More Excellent Rare Sibelius from Segerstam on Naxos

Review by: David Hurwitz


Artistic Quality: 10

Sound Quality: 10

This releases continues Segerstam’s so far excellent survey of Sibelius’ complete incidental music coupled to other rare works. Belshazzar’s Feast works better in its complete form than many other such pieces: it has eleven short movements, including “Song of the Jewish Girl” setting the familiar lament “By the waters of Babylon.” A couple of the dances return at the end giving the work a semblance of form, and there are a few extra bits that didn’t make it into the more familiar suite, such as the exotic number simply marked “Allegretto” (sound clip). In short, this is worth hearing.

The remaining items also are of unusual interest. The Overture in E major and Scène de Ballet both date from 1891 and comprise Sibelius’ earliest orchestral works. Both are worth hearing, not so much because they sound like the later composer (they have moments), but because despite their immaturity, they still don’t sound like anyone else. Scène de Ballet, in particular, features very curious scoring for castanets and suspended cymbal, while the overture is a surprisingly big work–almost twelve minutes–with some attractive if relatively anonymous melodic invention.
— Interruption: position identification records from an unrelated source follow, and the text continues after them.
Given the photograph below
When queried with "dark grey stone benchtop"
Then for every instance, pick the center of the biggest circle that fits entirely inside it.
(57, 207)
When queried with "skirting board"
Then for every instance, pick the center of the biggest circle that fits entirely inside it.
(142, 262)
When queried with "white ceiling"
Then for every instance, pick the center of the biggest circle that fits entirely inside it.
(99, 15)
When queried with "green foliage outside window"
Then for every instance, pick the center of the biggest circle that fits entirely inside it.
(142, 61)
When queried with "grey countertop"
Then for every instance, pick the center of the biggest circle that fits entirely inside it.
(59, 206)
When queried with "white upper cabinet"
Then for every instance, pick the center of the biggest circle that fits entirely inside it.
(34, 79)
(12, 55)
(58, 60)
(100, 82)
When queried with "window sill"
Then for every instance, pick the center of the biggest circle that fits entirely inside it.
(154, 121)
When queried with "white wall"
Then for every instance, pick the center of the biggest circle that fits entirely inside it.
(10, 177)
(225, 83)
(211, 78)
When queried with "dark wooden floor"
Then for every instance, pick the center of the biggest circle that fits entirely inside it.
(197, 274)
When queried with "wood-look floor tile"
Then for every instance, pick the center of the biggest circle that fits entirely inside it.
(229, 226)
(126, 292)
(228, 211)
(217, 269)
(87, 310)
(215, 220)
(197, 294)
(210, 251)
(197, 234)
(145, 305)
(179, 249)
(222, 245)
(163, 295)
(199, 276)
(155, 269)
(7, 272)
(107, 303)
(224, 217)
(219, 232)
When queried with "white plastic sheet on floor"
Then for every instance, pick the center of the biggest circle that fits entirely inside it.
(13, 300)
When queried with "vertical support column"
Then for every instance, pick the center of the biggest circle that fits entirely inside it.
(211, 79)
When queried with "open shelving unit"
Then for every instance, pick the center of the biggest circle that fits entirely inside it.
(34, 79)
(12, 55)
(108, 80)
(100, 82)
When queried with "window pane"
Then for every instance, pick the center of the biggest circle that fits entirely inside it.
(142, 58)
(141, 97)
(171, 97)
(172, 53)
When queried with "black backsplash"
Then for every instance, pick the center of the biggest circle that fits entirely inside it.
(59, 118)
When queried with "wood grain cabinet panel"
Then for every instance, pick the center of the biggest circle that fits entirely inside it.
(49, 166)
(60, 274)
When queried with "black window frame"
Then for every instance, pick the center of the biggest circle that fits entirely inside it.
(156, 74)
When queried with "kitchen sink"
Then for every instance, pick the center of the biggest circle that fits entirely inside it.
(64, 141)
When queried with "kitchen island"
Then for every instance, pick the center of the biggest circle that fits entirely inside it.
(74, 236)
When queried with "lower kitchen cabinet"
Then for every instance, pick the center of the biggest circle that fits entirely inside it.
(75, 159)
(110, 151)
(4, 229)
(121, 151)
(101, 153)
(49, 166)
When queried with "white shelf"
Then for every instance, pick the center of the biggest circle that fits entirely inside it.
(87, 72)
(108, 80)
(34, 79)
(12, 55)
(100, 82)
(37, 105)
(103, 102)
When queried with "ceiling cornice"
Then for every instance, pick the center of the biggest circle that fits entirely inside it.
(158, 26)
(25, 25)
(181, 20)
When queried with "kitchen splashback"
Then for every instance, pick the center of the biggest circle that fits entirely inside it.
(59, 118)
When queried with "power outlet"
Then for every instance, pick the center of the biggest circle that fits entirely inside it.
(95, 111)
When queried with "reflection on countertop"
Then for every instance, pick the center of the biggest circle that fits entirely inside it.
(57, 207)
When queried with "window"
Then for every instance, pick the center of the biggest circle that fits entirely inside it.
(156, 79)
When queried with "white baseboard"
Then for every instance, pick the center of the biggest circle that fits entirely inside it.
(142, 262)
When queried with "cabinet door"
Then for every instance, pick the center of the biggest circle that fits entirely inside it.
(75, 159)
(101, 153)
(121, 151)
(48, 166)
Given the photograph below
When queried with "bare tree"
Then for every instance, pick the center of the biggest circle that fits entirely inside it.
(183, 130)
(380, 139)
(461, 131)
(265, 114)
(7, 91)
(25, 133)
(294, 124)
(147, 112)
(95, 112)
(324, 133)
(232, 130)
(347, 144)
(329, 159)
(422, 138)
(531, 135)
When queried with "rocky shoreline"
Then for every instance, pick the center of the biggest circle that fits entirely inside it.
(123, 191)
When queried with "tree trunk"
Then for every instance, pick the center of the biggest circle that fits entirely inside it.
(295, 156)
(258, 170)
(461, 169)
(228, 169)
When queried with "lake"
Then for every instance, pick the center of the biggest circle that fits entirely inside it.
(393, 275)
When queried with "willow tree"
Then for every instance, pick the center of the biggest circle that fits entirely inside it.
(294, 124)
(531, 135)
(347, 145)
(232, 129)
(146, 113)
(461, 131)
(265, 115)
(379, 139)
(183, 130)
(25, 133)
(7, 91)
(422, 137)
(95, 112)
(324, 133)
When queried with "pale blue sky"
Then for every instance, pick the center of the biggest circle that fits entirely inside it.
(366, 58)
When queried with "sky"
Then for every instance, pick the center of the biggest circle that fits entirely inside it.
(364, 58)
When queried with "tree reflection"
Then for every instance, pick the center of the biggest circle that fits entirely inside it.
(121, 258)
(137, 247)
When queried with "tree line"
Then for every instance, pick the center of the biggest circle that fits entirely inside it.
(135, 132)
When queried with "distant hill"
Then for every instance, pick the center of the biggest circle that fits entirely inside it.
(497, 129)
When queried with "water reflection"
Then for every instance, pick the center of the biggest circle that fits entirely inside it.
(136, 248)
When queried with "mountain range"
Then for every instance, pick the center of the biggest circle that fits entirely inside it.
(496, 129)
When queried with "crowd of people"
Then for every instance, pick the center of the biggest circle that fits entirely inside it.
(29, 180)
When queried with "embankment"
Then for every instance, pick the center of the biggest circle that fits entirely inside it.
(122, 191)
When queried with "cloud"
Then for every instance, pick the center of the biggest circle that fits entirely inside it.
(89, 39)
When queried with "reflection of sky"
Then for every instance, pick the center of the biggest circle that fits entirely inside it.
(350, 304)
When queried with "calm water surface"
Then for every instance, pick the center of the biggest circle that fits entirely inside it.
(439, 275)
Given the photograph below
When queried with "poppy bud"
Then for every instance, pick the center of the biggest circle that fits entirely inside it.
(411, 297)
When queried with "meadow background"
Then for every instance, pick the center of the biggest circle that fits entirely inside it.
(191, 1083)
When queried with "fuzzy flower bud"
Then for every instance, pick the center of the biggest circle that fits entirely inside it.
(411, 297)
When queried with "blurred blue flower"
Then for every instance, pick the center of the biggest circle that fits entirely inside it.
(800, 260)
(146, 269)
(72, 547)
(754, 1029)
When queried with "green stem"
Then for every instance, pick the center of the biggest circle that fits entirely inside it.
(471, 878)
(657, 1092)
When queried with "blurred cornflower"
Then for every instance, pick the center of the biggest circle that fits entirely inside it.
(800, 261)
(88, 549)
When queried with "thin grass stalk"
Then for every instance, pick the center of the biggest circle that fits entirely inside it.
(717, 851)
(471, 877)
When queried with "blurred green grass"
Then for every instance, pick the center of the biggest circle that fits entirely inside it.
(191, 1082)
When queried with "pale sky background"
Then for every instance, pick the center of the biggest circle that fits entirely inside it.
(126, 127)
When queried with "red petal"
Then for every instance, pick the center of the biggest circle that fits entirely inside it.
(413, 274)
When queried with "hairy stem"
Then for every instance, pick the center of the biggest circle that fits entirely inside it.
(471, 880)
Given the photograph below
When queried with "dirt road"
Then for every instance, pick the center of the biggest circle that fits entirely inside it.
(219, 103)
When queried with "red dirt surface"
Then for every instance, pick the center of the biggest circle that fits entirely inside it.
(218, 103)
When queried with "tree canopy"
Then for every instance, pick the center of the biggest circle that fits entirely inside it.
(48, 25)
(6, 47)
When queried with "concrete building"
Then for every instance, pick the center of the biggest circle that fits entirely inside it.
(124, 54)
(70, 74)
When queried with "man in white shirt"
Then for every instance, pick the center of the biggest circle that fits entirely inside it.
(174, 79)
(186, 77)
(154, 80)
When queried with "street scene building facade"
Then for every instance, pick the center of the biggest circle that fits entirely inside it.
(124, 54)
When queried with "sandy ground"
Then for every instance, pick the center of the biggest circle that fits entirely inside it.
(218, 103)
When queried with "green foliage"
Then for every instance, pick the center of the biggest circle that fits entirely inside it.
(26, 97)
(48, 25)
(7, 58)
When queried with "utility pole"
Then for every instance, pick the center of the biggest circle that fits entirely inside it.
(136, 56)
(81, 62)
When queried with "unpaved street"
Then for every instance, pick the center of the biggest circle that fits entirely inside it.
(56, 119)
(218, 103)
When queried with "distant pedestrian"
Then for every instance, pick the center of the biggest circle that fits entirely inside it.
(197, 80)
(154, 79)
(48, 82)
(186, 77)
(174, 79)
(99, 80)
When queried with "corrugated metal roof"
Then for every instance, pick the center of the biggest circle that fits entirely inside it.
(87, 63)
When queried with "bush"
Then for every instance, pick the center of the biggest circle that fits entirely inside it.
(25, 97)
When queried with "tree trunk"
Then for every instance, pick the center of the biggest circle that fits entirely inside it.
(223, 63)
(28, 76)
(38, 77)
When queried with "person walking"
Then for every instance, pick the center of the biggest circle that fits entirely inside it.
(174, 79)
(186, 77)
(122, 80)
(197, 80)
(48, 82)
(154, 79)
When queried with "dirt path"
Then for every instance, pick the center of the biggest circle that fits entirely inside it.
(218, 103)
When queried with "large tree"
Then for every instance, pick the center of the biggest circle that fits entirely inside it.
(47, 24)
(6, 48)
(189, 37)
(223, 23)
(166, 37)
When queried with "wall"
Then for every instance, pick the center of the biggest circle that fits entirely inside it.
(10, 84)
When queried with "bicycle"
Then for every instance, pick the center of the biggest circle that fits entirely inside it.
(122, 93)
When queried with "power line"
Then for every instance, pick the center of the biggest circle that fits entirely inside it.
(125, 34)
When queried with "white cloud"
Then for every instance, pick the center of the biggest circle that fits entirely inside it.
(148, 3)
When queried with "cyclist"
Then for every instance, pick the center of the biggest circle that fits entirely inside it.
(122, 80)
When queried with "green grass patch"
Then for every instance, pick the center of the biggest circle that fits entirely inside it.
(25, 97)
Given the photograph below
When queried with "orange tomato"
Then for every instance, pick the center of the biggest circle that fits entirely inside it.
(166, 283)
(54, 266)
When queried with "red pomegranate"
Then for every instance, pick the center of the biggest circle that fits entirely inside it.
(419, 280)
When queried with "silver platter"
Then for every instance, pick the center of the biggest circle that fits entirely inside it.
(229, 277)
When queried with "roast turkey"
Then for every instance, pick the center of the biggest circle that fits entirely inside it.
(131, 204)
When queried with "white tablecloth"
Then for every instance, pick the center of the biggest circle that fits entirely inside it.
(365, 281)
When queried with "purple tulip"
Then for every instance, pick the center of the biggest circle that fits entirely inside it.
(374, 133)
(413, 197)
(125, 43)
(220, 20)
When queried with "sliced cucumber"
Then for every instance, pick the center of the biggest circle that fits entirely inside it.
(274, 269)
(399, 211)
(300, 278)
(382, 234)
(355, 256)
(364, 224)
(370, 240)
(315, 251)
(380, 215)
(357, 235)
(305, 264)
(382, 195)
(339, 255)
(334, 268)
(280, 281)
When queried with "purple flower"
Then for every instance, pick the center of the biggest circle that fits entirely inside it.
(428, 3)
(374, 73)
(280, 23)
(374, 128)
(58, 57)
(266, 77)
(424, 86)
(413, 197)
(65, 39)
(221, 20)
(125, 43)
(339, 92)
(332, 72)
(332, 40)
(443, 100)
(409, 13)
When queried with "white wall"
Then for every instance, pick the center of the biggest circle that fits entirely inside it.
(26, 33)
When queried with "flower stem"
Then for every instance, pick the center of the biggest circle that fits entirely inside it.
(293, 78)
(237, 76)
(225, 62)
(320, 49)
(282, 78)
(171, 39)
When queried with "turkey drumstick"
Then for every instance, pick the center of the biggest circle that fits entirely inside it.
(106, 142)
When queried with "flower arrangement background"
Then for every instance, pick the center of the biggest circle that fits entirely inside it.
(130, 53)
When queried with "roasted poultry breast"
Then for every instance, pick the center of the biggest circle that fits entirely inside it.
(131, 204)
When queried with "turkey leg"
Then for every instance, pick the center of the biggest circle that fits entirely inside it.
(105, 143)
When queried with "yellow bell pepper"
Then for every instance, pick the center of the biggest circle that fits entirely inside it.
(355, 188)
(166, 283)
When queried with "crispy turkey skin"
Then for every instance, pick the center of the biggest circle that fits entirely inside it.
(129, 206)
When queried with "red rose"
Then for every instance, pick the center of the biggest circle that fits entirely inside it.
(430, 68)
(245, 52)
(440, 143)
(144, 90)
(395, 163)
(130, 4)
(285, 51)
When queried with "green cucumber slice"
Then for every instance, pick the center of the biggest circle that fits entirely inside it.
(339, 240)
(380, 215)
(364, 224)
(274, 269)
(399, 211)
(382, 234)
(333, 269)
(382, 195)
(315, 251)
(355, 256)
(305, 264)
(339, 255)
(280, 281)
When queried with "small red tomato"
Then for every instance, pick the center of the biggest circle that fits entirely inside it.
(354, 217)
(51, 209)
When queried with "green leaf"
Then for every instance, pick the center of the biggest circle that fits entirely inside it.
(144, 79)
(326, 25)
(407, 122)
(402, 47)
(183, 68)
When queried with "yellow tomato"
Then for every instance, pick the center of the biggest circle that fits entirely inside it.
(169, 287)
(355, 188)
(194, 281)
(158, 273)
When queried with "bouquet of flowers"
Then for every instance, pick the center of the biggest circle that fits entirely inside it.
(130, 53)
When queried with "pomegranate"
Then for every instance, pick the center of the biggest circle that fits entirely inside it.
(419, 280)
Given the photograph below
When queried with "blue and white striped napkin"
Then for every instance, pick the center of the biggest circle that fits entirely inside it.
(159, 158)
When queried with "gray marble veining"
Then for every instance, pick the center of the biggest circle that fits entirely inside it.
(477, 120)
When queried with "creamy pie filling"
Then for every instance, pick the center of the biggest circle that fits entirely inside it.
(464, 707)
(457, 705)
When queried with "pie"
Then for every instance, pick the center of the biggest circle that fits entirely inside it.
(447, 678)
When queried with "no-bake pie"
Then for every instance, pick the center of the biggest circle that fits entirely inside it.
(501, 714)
The Wedding March is all that Sibelius wrote as incidental music to play called The Language of the Birds. Its date, 1911, signals a fully mature piece, and the music is not really a march at all–more a miniature tone poem with some of the harmonic strangeness of The Bard and the Fourth Symphony, which come from the same period. You might feel that the Cortège also needs a new name: it’s actually an ebullient Polonaise in triple time, and again, surprisingly substantial. This music found a later home in both the Scènes historiques and The Tempest.

Sibelius used bits of the Menuetto in the King Christian II music, but this larger orchestration from 1894 is absolutely delightful (sound clip). What a great encore this would make in concert. Segerstam concludes the program with the Processional, Op. 113, No. 6, a piece that eventually found its way into the composer’s collection of Masonic music (yes he wrote some, even if no one knows it). It’s suitably dignified and brings the program to a very satisfying close.

As with previous releases in this series, the performances are just about as good as it gets. Segerstam plays all of the music with evident care and invests it with plenty of character. He has the Turku Philharmonic responding to his every whim, and if some of these “chips off of the master’s workbench” remain rather “chippy,” well, that’s the composer’s fault. At least they leave us wanting more. Pia Pajala is the attractive soprano soloist in her single song, and the engineering is rich, warm, and atmospheric. Worth your time and attention, no doubt about it.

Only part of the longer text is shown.